Ibu hanya mencebikkan bibirnya.

"Maafin Anin ya, Bu," ucapku sembari menatap wanita istimewa yang sangat menyayangiku itu. "Anin cuma lagi kangen makan masakan Nenek." Aku tersenyum menatapnya.

"Ya sudah, kamu makan dulu sana! Raga mana?" tanya ibu.

"Tadi katanya, Kak Raga ada urusan sama temannya, jadi langsung pergi lagi." Aku menjelaskan.

"Oh ... Ya sudah," sahut ibu sambil terus mengurusi kue di hadapannya.

"Ayah belum pulang, Bu?" tanyaku.

"Ayahmu sedang ada pekerjaan di luar kota," jawab Ibu. Lalu beliau menatapku dengan tatapan penuh selidik. "Semua baik-baik aja kan, Nin?" tanya ibu memperhatikanku.

"Baik-baik aja kok, Bu," jawabku sambil berusaha terlihat setenang mungkin.

"Gimana Leon? Ibu kira kamu mau lama di tempat Leon." Ibu menatapku penuh lekat.

"Kak Leon juga baik-baik aja, Bu." Aku tersenyum menatap orang tua itu.

"Syukurlah ... Ibu kira kamu sama Leon lagi berantem," Ibu menghela napas lega.

"Anin mau makan dulu Bu, udah laper nih," ucapku mengalihkan pembicaraan.

"Kamu makan duluan. Nanti Ibu nyusul, mau angkat kue dulu," serunya.

Setelah selesai makan dan membantu ibu mencuci piring juga membersihkan dapur. Aku pamit pergi menuju ke dalam kamar.

"Anin istirahat dulu ya, Bu," pamitku.

Sebelum berlalu, ibu memanggilku lagi. "Oh iya, Nin. Tante Rena nanyain kamu terus lho, kangen sama calon menantu katanya," ujar Ibu. "Besok kita kerumahnya ya!"

"Mmm ... liat besok ya, Bu. Kalau Anin ga capek," jawabku sambil tersenyum. Aku pun mempercepat langkah kaki ini, berharap Ibu tidak melanjutkan pembicaraan.

Setelah sampai di dalam kamar, kurebahkan tubuh di atas ranjang. Kuhela hirup udara dalam-dalam dan mengembuskannya perlahan, aku coba memejamkan mata. Tapi yang terbayang olehku hanyalah wajah Kak Leon.

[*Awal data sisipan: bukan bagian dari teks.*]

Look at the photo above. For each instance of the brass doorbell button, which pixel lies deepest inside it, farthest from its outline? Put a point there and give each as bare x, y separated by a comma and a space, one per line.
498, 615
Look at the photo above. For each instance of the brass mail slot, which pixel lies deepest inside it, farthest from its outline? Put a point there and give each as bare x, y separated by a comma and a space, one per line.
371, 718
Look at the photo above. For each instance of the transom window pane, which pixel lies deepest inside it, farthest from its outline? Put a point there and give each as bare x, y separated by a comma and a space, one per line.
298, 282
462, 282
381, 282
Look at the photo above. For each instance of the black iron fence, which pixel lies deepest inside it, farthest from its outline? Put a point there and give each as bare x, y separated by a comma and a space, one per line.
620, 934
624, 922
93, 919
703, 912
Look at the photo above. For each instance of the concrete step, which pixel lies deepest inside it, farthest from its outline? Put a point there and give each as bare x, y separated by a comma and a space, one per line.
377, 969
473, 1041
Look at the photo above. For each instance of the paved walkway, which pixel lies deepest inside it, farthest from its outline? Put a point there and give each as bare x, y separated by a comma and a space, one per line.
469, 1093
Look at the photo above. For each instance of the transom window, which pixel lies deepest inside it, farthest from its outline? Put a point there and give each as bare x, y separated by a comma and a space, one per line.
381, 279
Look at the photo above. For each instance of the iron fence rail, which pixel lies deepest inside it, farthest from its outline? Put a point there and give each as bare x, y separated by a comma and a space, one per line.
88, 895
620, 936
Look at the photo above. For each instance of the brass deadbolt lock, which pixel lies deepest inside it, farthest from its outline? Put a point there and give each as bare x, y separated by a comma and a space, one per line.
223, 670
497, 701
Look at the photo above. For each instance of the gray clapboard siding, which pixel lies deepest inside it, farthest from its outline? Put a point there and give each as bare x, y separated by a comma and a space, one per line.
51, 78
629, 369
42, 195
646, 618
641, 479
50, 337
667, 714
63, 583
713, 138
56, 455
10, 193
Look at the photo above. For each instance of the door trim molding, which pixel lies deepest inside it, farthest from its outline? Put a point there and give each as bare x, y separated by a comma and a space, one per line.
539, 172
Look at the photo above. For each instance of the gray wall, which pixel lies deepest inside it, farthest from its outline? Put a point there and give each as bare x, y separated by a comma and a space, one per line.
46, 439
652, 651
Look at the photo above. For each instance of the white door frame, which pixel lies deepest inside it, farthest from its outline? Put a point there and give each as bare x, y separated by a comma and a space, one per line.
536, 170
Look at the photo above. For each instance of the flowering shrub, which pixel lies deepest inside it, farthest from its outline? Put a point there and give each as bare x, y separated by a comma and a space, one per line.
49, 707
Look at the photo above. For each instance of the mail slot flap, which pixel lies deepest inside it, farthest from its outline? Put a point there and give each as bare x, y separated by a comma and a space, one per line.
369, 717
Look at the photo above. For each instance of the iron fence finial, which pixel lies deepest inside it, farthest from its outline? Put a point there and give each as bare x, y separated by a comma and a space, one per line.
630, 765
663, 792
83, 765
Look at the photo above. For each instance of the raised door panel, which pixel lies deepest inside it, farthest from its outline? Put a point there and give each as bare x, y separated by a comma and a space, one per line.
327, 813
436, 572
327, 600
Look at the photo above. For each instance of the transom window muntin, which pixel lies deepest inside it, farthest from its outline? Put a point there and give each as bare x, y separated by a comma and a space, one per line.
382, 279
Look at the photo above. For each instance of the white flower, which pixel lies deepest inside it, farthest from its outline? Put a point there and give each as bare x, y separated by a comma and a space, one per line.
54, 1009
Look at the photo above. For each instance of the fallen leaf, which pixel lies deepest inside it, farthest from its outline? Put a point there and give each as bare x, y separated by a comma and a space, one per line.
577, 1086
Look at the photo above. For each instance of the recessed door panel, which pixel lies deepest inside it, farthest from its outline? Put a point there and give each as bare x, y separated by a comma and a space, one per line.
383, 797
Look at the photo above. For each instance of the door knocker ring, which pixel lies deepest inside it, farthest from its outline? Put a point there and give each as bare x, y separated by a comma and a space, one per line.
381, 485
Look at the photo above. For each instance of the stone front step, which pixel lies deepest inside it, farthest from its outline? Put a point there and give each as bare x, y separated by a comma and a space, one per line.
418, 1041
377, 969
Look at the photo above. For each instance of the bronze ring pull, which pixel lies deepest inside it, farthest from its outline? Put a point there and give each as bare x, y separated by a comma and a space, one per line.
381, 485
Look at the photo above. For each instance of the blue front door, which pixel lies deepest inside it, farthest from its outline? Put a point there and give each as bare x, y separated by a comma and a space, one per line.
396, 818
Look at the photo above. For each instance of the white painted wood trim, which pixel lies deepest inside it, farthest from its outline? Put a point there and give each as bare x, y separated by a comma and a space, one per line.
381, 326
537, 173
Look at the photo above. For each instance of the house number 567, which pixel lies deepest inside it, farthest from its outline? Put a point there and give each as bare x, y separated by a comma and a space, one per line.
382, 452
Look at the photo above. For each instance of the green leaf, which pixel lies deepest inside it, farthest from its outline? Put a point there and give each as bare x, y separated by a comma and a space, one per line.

Aah ... betapa rindunya aku pada lelaki itu. Walau hatiku masih terasa sakit, jujur aku tak bisa membencinya. Aku berpikir mungkin dia memang benar telah dijebak oleh seseorang. Tapi tetap saja aku tidak bisa menerima, jika ada wanita lain melakukan hal seintim itu kepada calon suamiku.

Kuambil hape yang memang sudah seminggu ini tidak aktif, karena lowbat. Setelah terpasang charger, aku melangkah menuju kamar mandi.

Selesai mandi, aku memeriksa hapeku. Ada beberapa pesan yang masuk dan panggilan tak terjawab dari Kak Leon. Aku langsung memblokirnya, karena aku merasa belum siap untuk berbicara dengannya lagi.

Setelah membalas beberapa pesan lain yang masuk, aku membuka sebuah halaman youtube yang judulnya membuat aku penasaran ingin mengetahuinya.

"Perempuan-perempuan yang buruk untuk laki-laki yang buruk. Dan perempuan-perempuan yang baik untuk laki-laki yang baik juga." ucap seorang ustadz.

Aku mengernyitkan dahi mencoba mencerna apa yang ustadz tersebut sampaikan.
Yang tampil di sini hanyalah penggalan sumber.